This morning, I got an e-mail from one of our readers saying that she’d entered the text from one of our examples exactly as it appeared in the book, but that the page didn’t look or behave at all correctly. As I do whenever I get such an e-mail from a reader I replied with “Please send me the file so I can look it over.” Shortly thereafter I plucked it from my inbox and gave it the hairy eyeball.
I did see a few obvious mistakes (use of single quote ‘ character where a double quote ” was needed to supply attribute values. mostly), and then I did next what any semi-serious HTML hacker should do when checking a page over for errors. I jumped over to validator.w3.org, clicked the “Validate by File Upload” tab, and pushed that file up to the validator to see what it could find.

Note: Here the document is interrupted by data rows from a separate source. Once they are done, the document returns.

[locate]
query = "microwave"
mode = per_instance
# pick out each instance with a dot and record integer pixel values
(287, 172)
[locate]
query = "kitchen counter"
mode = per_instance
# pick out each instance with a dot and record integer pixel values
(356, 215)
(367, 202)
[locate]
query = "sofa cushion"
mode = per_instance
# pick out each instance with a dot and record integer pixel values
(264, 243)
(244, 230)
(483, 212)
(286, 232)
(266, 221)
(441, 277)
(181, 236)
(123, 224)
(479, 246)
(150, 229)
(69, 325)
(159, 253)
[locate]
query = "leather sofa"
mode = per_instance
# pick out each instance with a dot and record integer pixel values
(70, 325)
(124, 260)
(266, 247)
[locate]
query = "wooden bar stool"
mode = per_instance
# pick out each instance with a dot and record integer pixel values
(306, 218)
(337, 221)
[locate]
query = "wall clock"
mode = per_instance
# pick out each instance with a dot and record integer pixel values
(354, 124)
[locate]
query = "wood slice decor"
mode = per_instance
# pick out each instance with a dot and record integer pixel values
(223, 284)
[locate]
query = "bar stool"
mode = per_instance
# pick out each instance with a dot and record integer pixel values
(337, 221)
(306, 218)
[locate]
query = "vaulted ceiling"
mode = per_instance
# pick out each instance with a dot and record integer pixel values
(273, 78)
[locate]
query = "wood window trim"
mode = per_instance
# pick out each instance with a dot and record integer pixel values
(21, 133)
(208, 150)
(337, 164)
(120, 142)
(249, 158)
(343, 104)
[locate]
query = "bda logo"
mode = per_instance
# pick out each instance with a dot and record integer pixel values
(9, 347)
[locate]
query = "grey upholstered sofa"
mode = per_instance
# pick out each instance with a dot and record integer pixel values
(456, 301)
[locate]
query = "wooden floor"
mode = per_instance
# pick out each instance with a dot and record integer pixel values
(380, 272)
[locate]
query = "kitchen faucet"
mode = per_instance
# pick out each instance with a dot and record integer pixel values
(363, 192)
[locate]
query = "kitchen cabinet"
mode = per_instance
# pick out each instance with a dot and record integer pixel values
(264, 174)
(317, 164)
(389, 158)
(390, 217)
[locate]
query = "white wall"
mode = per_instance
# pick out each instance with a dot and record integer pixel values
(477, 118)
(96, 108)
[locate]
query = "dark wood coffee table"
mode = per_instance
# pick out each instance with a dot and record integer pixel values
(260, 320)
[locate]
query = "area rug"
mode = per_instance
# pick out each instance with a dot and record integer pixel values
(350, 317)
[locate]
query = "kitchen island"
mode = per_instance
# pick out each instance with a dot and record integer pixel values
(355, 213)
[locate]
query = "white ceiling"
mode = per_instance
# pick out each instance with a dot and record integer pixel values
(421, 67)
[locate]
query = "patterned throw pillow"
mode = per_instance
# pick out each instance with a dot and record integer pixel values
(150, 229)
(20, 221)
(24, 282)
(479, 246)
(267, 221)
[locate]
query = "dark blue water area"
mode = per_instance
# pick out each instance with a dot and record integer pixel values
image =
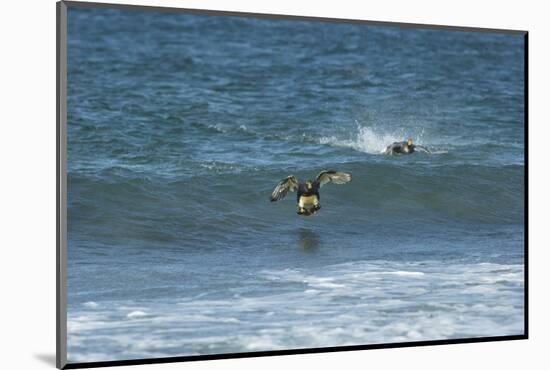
(180, 126)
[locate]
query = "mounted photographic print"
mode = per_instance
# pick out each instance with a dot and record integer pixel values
(235, 185)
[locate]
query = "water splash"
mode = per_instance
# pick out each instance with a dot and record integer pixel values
(372, 140)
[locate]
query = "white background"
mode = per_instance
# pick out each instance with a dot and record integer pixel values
(27, 203)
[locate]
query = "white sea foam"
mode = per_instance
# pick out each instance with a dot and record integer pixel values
(345, 304)
(136, 315)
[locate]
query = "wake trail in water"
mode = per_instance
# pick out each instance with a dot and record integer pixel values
(373, 140)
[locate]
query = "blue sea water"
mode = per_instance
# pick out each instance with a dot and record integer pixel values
(179, 127)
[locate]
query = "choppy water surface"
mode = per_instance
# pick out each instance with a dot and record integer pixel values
(181, 125)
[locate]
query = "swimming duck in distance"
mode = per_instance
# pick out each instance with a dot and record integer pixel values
(308, 192)
(404, 147)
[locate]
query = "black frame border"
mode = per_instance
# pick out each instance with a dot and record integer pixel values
(61, 193)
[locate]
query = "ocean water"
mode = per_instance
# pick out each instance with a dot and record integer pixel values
(179, 127)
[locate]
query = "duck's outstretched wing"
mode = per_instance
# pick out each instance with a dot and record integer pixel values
(280, 191)
(324, 177)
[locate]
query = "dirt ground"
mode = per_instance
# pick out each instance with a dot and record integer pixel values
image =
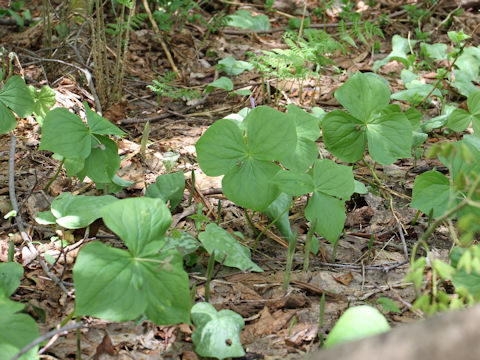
(279, 323)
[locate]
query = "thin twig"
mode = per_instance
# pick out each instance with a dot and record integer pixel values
(18, 217)
(47, 336)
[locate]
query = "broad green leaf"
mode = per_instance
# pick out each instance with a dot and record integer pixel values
(306, 124)
(79, 211)
(243, 19)
(103, 161)
(307, 130)
(358, 101)
(333, 179)
(248, 185)
(168, 187)
(357, 323)
(389, 138)
(16, 332)
(271, 134)
(99, 125)
(293, 183)
(65, 133)
(431, 190)
(214, 238)
(401, 47)
(221, 147)
(344, 136)
(434, 51)
(44, 100)
(115, 285)
(7, 120)
(45, 218)
(459, 120)
(10, 275)
(305, 153)
(234, 67)
(278, 207)
(360, 188)
(329, 215)
(16, 96)
(216, 333)
(221, 83)
(140, 222)
(182, 241)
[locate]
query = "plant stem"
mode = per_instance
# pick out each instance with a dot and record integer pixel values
(55, 176)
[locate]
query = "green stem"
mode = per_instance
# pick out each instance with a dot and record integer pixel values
(55, 176)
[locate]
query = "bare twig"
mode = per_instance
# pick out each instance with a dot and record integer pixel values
(63, 330)
(18, 217)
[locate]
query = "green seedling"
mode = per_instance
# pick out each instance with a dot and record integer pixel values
(14, 96)
(153, 281)
(370, 119)
(17, 330)
(216, 334)
(357, 323)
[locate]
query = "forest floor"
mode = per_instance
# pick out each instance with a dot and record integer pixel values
(370, 260)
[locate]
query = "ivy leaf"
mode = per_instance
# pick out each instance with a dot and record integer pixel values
(140, 280)
(216, 333)
(248, 185)
(168, 187)
(359, 102)
(16, 96)
(344, 136)
(227, 247)
(431, 190)
(221, 147)
(389, 138)
(78, 211)
(221, 83)
(57, 124)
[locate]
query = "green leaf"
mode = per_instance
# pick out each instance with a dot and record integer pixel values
(78, 211)
(65, 133)
(389, 138)
(248, 185)
(271, 134)
(359, 102)
(181, 241)
(7, 120)
(333, 179)
(44, 100)
(329, 215)
(221, 147)
(278, 207)
(233, 67)
(227, 247)
(344, 136)
(431, 190)
(99, 125)
(216, 333)
(103, 161)
(357, 323)
(168, 187)
(10, 275)
(459, 120)
(243, 19)
(293, 183)
(16, 96)
(140, 222)
(154, 284)
(221, 83)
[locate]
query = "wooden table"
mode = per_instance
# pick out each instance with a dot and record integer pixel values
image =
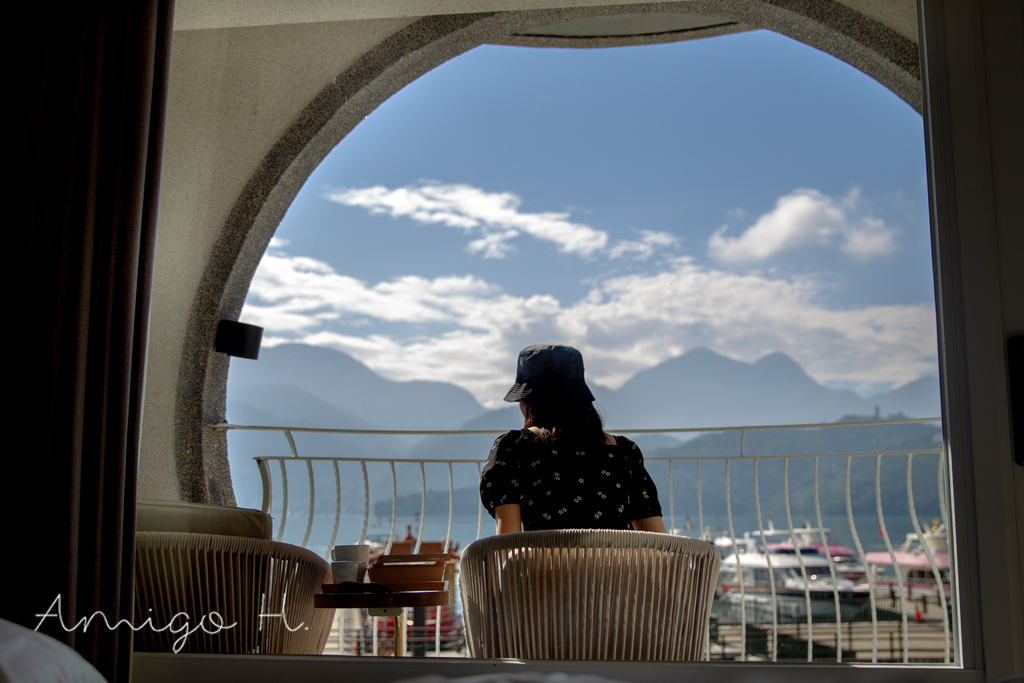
(383, 604)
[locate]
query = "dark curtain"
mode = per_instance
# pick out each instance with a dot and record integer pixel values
(87, 99)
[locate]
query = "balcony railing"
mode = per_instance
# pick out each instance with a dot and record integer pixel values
(734, 482)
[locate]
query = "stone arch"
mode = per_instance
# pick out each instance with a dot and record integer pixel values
(201, 454)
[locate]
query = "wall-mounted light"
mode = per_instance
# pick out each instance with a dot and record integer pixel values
(238, 339)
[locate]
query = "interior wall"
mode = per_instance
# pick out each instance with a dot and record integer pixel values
(232, 94)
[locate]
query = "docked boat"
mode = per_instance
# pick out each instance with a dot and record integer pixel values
(909, 568)
(787, 585)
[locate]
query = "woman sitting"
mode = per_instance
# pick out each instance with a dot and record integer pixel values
(561, 470)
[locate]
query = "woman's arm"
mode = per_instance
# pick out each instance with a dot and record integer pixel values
(646, 524)
(508, 518)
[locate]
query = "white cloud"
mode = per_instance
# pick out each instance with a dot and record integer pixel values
(803, 218)
(645, 247)
(495, 216)
(623, 325)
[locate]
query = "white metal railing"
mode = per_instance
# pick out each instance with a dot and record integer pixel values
(914, 642)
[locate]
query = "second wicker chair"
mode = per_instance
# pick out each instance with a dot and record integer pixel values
(588, 595)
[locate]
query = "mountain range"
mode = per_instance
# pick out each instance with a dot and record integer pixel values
(308, 386)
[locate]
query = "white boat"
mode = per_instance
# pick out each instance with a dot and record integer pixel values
(786, 584)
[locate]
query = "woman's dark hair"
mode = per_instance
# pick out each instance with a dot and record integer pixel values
(563, 420)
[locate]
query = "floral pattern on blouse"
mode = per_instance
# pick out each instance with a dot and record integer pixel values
(568, 487)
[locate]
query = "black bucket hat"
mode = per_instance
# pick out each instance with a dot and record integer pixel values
(551, 371)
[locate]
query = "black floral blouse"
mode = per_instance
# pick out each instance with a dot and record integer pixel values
(559, 485)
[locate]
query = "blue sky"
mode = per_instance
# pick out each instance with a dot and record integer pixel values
(747, 194)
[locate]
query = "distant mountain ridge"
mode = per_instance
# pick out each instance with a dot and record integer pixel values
(363, 398)
(307, 386)
(700, 388)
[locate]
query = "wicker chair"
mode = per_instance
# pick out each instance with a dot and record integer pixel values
(588, 595)
(211, 581)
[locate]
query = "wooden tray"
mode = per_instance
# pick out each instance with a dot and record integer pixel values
(378, 600)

Next, I used the browse tool built into the “Choose file” button to select the test file on my PC, and clicked the Check button to get a syntax report. BAM! A small and subtle error in the DOCTYPE declaration, an issue with the XML namespace declaration, and missing quotes around an anchor tag URL were all still invalid.
A couple of quick text tweaks, saves, and subsequent validation checks, and the next thing I saw was this:
It may seem simple-minded and persnickety to do this, but actually it’s simple, easy, and smart. There’s no better way to be sure that your markup is correct than to submit it for a formal syntax check. That’s probably why most of the good development tools (like DreamWeaver, for example) include built-in syntax checkers as part of the development process.
Please! Do yourself (and us) a favor: if you need to send us a file for a once-over, please clean it up as much as you can with the W3C Validator, or a similar tool, before you ship it our way. It may make it unnecessary for you to send it to us in the first place, and you can’t help but learn a thing or two along the way.